Solved: How do we extract multi-value fields from nested J...

att35 · ‎12-18-2023

Hi,

We are ingesting Azure NSG flow logs and visualizing them using app Microsoft Azure App for Splunk https://splunkbase.splunk.com/app/4882

Data is in JSON format with multiple levels/records in a single event. Each record can have multiple flows, flow tuples etc. Adding few screenshots here to give the context.

Default extractions for the main JSON fields look fine. But when it comes to values within the flow tuple field, i.e. records{}.properties.flows{}.flows{}.flowTuples{}, Splunk only keeps values from the very first entry.

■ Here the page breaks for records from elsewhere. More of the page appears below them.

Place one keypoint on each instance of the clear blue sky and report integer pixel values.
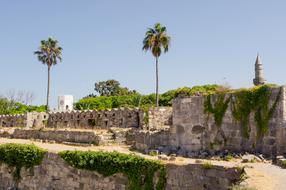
(212, 42)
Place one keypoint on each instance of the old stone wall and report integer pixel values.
(55, 174)
(90, 119)
(194, 130)
(13, 120)
(159, 117)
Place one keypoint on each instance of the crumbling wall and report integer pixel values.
(93, 119)
(55, 174)
(90, 119)
(159, 117)
(193, 129)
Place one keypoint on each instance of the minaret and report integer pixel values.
(259, 76)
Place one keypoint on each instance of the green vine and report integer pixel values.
(243, 103)
(19, 156)
(218, 108)
(255, 100)
(140, 171)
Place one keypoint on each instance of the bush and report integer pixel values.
(138, 100)
(140, 171)
(11, 107)
(20, 155)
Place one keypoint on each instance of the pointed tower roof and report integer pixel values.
(258, 62)
(259, 76)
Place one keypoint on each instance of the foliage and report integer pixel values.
(207, 165)
(242, 187)
(157, 41)
(282, 163)
(49, 53)
(12, 108)
(254, 100)
(218, 108)
(112, 88)
(142, 101)
(20, 155)
(228, 157)
(140, 171)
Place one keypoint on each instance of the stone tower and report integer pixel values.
(259, 76)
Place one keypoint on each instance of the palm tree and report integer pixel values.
(156, 40)
(49, 53)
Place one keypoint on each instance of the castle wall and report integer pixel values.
(90, 119)
(194, 130)
(159, 117)
(93, 119)
(55, 174)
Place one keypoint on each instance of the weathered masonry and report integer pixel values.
(196, 128)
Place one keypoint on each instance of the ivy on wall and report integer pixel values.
(219, 107)
(18, 156)
(140, 171)
(244, 102)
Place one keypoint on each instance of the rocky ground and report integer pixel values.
(261, 174)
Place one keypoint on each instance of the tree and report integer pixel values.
(112, 88)
(156, 40)
(49, 54)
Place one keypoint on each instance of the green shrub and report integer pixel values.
(20, 155)
(207, 165)
(140, 171)
(12, 108)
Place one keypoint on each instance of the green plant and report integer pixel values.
(207, 165)
(228, 157)
(246, 101)
(218, 108)
(241, 187)
(49, 53)
(140, 171)
(20, 155)
(282, 163)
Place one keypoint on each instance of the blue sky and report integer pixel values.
(212, 42)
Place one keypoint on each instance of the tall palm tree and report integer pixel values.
(49, 53)
(156, 40)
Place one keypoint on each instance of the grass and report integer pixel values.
(207, 165)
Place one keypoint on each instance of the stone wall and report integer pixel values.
(90, 119)
(32, 119)
(80, 137)
(93, 119)
(194, 130)
(13, 120)
(55, 174)
(160, 117)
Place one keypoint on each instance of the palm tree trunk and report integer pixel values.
(157, 83)
(48, 89)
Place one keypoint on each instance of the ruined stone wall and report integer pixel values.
(55, 174)
(13, 120)
(93, 119)
(32, 119)
(159, 117)
(194, 130)
(90, 119)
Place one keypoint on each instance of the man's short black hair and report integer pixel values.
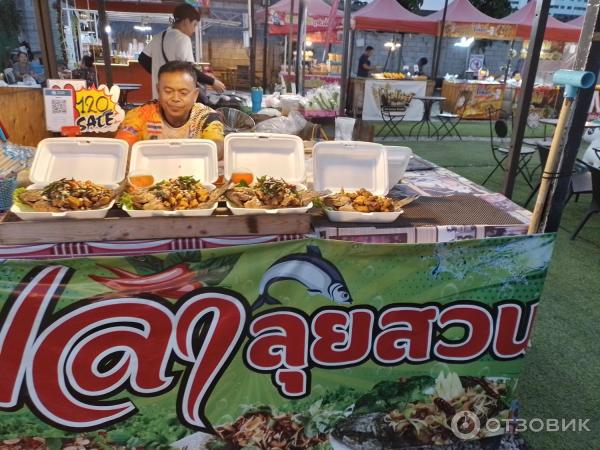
(178, 66)
(185, 11)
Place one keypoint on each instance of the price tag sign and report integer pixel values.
(97, 110)
(58, 106)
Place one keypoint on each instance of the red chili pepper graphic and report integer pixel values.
(172, 282)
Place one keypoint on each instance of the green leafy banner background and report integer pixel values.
(487, 271)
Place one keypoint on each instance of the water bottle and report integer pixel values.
(256, 96)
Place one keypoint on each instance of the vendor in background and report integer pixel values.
(86, 71)
(175, 115)
(175, 44)
(364, 63)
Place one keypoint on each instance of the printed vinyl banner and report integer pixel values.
(306, 344)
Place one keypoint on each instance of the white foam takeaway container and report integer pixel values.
(172, 158)
(100, 160)
(266, 154)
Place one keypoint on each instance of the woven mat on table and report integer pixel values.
(434, 211)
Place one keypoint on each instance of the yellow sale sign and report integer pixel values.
(97, 110)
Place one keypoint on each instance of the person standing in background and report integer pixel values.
(86, 71)
(364, 63)
(175, 44)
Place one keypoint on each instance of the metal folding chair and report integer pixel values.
(499, 129)
(392, 114)
(449, 121)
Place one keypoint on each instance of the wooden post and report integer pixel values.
(345, 55)
(105, 42)
(265, 46)
(551, 165)
(587, 58)
(531, 63)
(290, 48)
(302, 16)
(439, 41)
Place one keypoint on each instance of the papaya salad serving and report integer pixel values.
(269, 193)
(65, 195)
(181, 193)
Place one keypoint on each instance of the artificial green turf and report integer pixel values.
(561, 376)
(474, 128)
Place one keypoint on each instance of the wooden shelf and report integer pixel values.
(14, 231)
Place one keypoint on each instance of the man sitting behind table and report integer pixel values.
(175, 115)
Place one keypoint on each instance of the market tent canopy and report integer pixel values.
(317, 20)
(389, 15)
(555, 29)
(463, 19)
(134, 5)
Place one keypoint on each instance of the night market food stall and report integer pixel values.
(484, 93)
(389, 16)
(141, 308)
(226, 316)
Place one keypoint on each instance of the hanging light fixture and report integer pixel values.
(392, 45)
(143, 26)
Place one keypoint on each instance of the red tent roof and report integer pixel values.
(577, 22)
(315, 8)
(462, 11)
(389, 15)
(555, 29)
(317, 20)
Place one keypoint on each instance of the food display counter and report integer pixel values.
(366, 96)
(482, 96)
(312, 80)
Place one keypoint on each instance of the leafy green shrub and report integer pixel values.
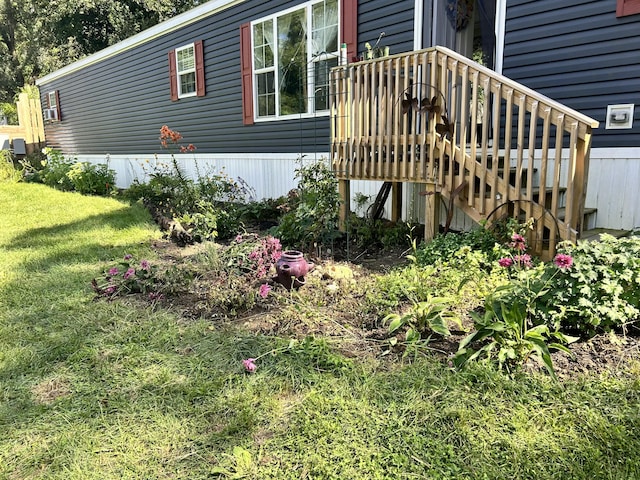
(8, 171)
(314, 221)
(55, 170)
(128, 277)
(510, 331)
(207, 208)
(89, 179)
(506, 335)
(600, 293)
(366, 232)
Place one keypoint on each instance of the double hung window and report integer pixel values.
(292, 54)
(186, 70)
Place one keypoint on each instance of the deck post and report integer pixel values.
(432, 212)
(344, 190)
(396, 202)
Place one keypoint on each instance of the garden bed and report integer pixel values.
(355, 333)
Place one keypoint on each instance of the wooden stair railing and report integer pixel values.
(436, 117)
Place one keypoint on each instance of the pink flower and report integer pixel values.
(505, 262)
(518, 242)
(264, 290)
(524, 260)
(563, 261)
(249, 366)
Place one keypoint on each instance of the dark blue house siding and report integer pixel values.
(578, 53)
(118, 105)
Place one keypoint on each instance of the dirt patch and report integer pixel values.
(340, 317)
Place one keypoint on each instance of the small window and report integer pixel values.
(293, 52)
(52, 110)
(627, 7)
(186, 71)
(53, 100)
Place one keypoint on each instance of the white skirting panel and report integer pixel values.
(614, 181)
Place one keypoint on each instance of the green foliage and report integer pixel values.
(508, 336)
(208, 207)
(89, 179)
(8, 172)
(70, 175)
(55, 170)
(10, 112)
(423, 319)
(314, 221)
(130, 276)
(600, 293)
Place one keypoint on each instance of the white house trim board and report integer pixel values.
(174, 23)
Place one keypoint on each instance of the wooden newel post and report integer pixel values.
(344, 189)
(432, 212)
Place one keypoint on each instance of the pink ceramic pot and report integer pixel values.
(291, 269)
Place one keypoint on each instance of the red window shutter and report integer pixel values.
(247, 74)
(173, 76)
(627, 7)
(349, 27)
(200, 84)
(58, 112)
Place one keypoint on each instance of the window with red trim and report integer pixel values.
(627, 7)
(186, 71)
(286, 58)
(52, 111)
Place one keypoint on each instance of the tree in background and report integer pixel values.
(40, 36)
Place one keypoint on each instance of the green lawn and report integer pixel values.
(118, 390)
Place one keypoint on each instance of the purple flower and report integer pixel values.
(264, 290)
(518, 242)
(505, 262)
(563, 261)
(249, 366)
(524, 260)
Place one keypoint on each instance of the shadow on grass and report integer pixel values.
(79, 240)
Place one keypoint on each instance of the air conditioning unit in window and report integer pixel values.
(50, 114)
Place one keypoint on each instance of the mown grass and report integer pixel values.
(119, 390)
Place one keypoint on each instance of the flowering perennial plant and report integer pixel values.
(129, 277)
(513, 319)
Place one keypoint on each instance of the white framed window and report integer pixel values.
(53, 100)
(292, 54)
(186, 70)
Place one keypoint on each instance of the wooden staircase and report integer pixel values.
(492, 146)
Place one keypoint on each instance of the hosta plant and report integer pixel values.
(422, 320)
(504, 333)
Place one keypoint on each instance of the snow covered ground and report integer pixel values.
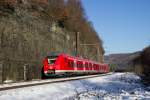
(118, 86)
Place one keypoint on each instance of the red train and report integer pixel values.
(65, 64)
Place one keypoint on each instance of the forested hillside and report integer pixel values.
(31, 29)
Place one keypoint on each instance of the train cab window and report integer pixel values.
(86, 64)
(70, 63)
(52, 59)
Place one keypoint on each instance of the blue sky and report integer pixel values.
(123, 25)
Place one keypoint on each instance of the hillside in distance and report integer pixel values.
(122, 61)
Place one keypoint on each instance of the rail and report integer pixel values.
(43, 82)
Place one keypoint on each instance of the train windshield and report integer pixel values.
(52, 59)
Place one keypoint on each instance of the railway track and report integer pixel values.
(10, 86)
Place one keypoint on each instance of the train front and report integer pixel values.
(49, 65)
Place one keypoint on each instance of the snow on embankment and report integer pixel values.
(116, 86)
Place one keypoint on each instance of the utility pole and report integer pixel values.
(77, 43)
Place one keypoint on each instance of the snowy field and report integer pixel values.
(118, 86)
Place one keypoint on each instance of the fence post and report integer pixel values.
(25, 72)
(1, 72)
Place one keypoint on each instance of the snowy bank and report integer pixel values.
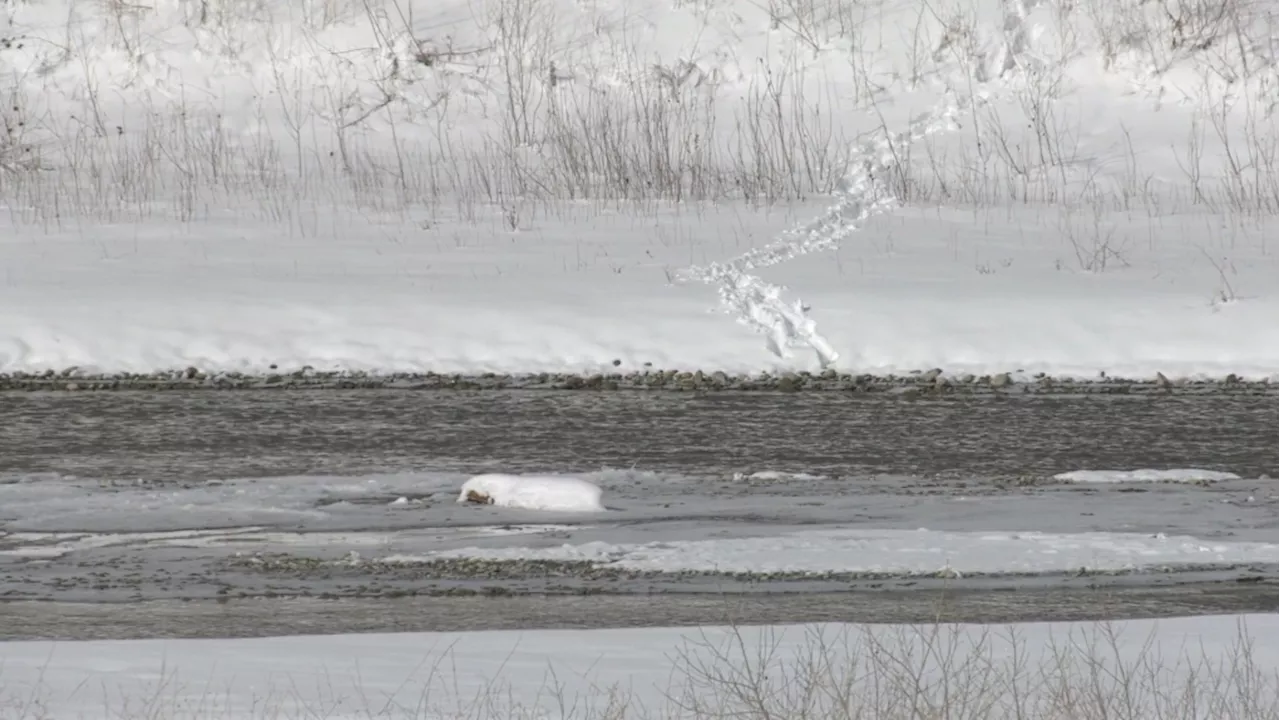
(1173, 669)
(533, 492)
(1146, 475)
(374, 226)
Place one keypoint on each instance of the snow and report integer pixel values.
(1147, 475)
(366, 188)
(575, 673)
(899, 552)
(535, 492)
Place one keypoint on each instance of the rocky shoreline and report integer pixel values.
(924, 383)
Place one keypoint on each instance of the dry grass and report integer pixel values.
(392, 124)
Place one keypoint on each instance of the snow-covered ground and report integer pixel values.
(1147, 475)
(548, 185)
(1180, 669)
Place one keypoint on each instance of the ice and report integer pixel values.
(534, 492)
(562, 674)
(900, 552)
(1146, 475)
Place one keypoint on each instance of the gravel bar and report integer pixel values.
(935, 382)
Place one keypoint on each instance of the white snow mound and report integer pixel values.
(1146, 475)
(535, 492)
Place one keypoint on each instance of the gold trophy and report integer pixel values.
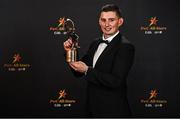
(66, 27)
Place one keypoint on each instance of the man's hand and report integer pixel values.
(79, 66)
(68, 44)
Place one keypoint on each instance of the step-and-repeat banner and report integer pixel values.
(35, 80)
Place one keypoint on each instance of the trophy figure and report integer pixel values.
(66, 27)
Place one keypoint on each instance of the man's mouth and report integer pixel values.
(107, 29)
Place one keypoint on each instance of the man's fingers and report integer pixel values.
(73, 66)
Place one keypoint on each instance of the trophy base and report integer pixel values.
(71, 55)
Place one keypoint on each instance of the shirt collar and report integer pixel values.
(111, 37)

How can I make these src_ip, dest_ip fields also get multiple values(across all records/flow tuples etc)

Splunk extracts values only from that first highlighted entry

Here is the extraction logic from this app.

[extract_tuple]
SOURCE_KEY = records{}.properties.flows{}.flows{}.flowTuples{}
DELIMS = ","
FIELDS = time,src_ip,dst_ip,src_port,dst_port,protocol,traffic_flow,traffic_result

Thanks,

dtburrows3 · ‎12-18-2023

yea unfortunately mvexpand can be memory intensive.

I would say limit your fieldset as much as possible before using it and see if that helps.

It actually may work to just do a,

<base_search>
    | stats count by "records{}.properties.flows{}.flows{}.flowTuples{}"
    | eval 
        time=mvindex(split('records{}.properties.flows{}.flows{}.flowTuples{}', ","), 0),
        src_ip=mvindex(split('records{}.properties.flows{}.flows{}.flowTuples{}', ","), 1),
        dst_ip=mvindex(split('records{}.properties.flows{}.flows{}.flowTuples{}', ","), 2),
        src_port=mvindex(split('records{}.properties.flows{}.flows{}.flowTuples{}', ","), 3),
        dst_port=mvindex(split('records{}.properties.flows{}.flows{}.flowTuples{}', ","), 4),
        protocol=mvindex(split('records{}.properties.flows{}.flows{}.flowTuples{}', ","), 5),
        traffic_flow=mvindex(split('records{}.properties.flows{}.flows{}.flowTuples{}', ","), 6),
        traffic_result=mvindex(split('records{}.properties.flows{}.flows{}.flowTuples{}', ","), 7)
    | stats
        sum(count) as total
            by src_ip, dst_ip

this should tally up all the individual flow_tuples from events and then we can eval to split it out and then sum it all up by src, dest IP.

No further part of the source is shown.